Technical ML/Statistics Exercises (with precise math and small computations)
Assume a standard supervised learning setting with n samples, p features, design matrix X ∈ R^{n×p}, response y, and vectors are column vectors. Be precise with math and include small numeric computations where requested.
1) Ordinary Least Squares (OLS)
Derive OLS for linear regression from first principles:
-
Model and assumptions
-
Normal equations and closed‑form estimator
-
Conditions for existence of (XᵀX)^{-1}
-
Ridge (L2) solution
-
Bias–variance effects of OLS vs ridge
2) Logistic Regression
-
Write the negative log‑likelihood for binary labels.
-
Derive the gradient and Hessian.
-
Prove convexity of the objective.
-
Compute one explicit gradient step (no bias term) with learning rate η = 0.5 for a single example x = (1, 2), y = 1, current weights w = (0.1, −0.2).
3) Overfitting
-
List three distinct mitigation techniques (e.g., regularization, early stopping, data augmentation) and explain when each helps or hurts.
-
Propose a cross‑validation plan to tune λ for L2 regularization.

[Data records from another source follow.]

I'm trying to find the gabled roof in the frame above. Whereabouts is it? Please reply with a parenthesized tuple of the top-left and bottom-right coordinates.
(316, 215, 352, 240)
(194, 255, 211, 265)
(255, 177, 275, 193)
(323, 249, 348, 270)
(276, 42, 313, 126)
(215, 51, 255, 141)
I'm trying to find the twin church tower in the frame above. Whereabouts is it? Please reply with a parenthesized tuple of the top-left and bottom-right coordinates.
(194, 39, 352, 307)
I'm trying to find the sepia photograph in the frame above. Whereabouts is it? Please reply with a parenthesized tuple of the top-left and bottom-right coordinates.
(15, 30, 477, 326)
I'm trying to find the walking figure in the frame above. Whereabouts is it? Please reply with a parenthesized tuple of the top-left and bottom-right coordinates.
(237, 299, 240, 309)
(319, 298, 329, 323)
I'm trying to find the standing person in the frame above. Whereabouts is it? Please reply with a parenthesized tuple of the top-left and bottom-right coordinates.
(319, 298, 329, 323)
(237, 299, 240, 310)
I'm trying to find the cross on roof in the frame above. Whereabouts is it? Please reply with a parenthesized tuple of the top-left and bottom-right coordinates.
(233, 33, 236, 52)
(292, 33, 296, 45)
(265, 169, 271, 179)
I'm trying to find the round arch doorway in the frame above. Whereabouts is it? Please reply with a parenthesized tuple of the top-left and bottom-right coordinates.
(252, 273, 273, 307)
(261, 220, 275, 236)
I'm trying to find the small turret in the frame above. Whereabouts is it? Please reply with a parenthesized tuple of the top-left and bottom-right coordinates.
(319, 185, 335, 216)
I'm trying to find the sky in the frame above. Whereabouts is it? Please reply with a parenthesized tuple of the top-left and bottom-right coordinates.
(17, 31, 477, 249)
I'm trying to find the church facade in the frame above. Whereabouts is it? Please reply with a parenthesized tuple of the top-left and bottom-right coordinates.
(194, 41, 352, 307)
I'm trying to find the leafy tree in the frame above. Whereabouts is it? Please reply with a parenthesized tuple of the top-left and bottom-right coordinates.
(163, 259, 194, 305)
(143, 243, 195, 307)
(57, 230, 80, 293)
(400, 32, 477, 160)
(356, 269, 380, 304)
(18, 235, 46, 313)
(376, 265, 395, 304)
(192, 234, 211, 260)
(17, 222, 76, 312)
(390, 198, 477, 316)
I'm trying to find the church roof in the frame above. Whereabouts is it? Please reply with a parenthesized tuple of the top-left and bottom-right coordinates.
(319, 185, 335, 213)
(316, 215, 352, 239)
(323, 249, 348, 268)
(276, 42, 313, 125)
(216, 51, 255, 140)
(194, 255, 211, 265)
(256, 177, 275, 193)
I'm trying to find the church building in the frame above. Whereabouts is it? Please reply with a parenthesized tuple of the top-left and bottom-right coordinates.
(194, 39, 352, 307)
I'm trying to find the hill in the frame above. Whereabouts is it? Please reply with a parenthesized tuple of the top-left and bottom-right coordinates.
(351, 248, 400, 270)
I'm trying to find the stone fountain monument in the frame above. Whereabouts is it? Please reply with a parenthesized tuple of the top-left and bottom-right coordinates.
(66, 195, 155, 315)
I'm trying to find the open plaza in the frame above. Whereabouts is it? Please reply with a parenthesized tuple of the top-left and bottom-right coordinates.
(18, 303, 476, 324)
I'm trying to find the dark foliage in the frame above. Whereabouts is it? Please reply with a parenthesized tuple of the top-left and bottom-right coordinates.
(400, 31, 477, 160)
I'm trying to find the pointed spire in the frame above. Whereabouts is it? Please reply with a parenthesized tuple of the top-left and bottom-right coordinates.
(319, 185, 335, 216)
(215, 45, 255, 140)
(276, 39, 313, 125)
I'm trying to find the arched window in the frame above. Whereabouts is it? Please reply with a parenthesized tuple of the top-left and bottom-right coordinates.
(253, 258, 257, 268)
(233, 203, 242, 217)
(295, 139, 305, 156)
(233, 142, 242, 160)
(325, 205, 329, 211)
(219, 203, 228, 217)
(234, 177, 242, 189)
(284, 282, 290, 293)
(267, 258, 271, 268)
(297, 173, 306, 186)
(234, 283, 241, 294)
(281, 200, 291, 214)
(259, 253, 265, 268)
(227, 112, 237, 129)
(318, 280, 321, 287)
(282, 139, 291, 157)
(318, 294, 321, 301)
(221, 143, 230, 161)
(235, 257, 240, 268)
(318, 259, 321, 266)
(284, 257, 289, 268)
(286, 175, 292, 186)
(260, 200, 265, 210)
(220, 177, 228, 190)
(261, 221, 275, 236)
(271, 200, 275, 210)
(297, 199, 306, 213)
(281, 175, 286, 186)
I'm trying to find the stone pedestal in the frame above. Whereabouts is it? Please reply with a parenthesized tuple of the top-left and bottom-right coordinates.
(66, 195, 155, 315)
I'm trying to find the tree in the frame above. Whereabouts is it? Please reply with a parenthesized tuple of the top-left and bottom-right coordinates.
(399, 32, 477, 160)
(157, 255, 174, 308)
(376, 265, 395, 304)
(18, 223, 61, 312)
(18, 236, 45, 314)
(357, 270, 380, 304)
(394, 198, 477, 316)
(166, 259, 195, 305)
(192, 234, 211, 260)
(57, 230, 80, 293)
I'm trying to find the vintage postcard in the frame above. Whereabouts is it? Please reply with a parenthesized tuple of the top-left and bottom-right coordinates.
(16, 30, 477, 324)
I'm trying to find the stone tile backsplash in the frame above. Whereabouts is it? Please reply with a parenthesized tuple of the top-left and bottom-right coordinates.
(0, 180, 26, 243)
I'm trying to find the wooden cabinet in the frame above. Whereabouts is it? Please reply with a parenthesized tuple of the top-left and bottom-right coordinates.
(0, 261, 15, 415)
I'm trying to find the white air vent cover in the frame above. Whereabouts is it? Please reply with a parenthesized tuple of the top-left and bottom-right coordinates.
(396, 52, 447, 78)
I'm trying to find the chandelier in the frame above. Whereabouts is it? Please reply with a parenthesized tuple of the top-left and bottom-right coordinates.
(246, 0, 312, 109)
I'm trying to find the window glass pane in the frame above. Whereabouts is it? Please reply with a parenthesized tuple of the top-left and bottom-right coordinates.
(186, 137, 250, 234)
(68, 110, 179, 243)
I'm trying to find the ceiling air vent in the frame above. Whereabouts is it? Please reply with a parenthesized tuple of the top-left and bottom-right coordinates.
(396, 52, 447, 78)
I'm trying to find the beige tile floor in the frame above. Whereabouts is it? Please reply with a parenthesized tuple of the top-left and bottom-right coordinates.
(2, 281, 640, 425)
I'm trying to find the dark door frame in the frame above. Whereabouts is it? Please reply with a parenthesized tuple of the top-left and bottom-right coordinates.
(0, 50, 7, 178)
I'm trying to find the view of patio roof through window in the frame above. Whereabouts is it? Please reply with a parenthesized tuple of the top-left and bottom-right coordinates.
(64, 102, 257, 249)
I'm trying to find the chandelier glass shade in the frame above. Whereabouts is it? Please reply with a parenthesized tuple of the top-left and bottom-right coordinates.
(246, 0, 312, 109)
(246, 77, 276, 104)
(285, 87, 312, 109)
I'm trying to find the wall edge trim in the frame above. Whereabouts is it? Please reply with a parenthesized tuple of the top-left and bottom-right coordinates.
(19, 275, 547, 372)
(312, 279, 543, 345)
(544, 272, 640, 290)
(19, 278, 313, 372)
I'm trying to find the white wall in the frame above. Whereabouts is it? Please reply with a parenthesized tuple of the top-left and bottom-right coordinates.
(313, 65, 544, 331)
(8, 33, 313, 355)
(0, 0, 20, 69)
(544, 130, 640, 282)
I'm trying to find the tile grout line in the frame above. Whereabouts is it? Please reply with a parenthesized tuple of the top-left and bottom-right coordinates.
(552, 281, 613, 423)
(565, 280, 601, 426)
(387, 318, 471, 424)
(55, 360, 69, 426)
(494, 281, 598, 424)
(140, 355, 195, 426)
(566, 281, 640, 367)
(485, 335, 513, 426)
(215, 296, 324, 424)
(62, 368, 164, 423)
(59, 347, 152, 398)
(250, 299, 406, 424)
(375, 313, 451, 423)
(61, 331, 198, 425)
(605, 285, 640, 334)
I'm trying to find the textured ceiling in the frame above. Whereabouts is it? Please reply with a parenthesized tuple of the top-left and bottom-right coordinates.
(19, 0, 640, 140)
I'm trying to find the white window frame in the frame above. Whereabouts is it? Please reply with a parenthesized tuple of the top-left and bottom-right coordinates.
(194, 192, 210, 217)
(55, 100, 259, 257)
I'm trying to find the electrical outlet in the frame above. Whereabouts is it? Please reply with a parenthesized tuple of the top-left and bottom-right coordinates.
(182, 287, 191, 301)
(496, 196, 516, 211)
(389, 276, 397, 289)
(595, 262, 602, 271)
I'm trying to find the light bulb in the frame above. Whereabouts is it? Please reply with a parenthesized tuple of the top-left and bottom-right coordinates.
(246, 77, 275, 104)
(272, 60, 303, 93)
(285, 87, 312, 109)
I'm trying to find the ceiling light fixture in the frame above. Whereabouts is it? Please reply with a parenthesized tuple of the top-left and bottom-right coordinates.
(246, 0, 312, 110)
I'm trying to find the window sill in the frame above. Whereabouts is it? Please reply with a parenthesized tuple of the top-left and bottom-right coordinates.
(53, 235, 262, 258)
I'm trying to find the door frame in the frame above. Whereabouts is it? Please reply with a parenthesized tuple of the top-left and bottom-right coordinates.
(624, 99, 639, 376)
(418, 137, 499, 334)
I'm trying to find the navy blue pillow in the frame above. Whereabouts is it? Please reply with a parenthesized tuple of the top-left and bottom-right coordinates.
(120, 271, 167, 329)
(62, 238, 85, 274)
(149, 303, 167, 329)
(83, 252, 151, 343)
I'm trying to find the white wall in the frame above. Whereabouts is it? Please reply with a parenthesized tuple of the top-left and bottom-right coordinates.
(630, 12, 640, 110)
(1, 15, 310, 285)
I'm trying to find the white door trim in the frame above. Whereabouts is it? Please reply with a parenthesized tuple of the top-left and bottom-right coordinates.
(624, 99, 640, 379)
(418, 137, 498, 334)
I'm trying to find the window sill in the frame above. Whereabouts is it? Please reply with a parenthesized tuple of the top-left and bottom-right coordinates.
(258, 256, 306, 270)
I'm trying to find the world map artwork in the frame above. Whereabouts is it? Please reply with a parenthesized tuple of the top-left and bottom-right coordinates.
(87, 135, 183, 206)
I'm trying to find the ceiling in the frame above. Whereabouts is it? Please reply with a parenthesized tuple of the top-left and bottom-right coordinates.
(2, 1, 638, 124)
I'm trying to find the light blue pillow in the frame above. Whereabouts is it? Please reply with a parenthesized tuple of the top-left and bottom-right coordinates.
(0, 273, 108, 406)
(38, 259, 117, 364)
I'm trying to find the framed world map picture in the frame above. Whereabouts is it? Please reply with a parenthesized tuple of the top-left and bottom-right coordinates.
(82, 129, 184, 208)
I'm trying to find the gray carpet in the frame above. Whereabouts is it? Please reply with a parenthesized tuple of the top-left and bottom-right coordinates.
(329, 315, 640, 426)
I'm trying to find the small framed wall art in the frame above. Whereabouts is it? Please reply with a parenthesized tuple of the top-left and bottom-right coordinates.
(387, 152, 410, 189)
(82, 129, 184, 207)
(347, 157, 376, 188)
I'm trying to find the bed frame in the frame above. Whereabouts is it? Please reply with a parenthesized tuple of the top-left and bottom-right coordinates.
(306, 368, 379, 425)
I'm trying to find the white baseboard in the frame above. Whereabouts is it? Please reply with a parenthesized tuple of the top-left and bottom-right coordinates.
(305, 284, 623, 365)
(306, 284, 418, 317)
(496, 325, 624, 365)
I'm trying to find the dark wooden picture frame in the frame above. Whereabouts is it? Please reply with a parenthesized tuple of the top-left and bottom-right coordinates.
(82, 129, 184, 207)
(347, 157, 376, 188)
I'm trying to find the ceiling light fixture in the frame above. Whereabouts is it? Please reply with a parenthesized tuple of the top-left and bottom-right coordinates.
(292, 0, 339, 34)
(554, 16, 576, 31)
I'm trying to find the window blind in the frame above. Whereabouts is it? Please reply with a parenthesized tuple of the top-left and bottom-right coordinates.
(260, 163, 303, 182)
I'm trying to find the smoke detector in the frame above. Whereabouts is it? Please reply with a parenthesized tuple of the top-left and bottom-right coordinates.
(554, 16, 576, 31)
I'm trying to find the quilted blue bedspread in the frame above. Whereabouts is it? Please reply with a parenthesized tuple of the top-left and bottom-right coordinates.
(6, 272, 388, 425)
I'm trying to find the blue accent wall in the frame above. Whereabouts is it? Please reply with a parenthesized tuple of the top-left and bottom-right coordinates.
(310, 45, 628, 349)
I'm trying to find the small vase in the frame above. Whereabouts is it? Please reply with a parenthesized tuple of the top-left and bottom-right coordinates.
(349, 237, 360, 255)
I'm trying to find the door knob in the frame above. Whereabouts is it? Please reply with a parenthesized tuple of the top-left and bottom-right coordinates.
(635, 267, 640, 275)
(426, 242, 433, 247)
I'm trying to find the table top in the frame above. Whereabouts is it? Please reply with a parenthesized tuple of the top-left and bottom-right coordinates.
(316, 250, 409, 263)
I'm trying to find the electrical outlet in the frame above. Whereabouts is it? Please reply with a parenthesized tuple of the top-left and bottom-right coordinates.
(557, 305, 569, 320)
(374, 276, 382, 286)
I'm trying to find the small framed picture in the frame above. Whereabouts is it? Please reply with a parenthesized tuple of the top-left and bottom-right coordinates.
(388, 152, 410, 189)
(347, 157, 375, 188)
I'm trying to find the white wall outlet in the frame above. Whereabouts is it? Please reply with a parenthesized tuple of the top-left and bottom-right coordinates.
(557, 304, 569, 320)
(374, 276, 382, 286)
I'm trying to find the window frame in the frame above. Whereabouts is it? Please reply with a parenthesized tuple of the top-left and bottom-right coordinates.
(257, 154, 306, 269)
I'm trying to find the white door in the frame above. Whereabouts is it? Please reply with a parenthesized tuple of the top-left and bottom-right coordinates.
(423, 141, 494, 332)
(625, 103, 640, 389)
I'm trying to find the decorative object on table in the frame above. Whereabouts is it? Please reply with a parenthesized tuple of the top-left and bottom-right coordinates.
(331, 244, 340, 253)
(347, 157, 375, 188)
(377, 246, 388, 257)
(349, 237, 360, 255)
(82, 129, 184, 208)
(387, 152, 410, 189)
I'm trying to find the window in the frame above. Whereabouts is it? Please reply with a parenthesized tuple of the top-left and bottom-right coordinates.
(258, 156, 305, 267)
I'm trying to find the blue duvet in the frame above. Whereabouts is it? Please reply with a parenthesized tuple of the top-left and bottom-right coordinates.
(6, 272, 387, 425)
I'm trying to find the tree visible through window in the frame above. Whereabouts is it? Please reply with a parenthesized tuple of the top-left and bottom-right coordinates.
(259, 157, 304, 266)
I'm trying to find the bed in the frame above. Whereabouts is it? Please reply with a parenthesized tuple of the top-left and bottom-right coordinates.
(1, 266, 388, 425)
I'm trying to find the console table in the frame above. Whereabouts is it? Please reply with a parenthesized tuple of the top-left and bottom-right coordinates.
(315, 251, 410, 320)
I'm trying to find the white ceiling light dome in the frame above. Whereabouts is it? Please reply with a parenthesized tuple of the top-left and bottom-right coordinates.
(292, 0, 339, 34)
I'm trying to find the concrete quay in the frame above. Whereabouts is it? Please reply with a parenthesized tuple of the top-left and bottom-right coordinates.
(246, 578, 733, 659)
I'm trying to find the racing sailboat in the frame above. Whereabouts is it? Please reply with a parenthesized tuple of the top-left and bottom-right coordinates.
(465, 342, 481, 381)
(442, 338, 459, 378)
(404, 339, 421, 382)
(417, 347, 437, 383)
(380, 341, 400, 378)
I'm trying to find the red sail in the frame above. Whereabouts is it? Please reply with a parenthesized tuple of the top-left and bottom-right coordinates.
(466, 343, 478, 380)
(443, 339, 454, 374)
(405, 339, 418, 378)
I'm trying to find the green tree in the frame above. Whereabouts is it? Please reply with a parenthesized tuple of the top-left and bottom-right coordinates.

4) Bootstrapping vs Boosting
(a) Bootstrapping
-
Given sample values [2, 3, 5, 7, 11], describe the percentile‑interval procedure for a confidence interval of the mean.
-
Show the first two bootstrap resamples you would draw (with replacement) and compute their means.
-
Explain why the bootstrap can estimate uncertainty without parametric assumptions.
(b) Boosting (AdaBoost)
-
Explain the core idea (sequentially fitting to residuals or reweighted errors).
-
Perform one AdaBoost step with three training points having initial weights (1/3 each) where the weak learner misclassifies only the second point: compute ε, α = ½ ln((1−ε)/ε), the unnormalized updated weights, and the normalized distribution for the next round.
5) Compare Ensembles
Compare bagging, boosting, and random forests in terms of bias, variance, and robustness to noisy labels; provide one scenario where each is preferable.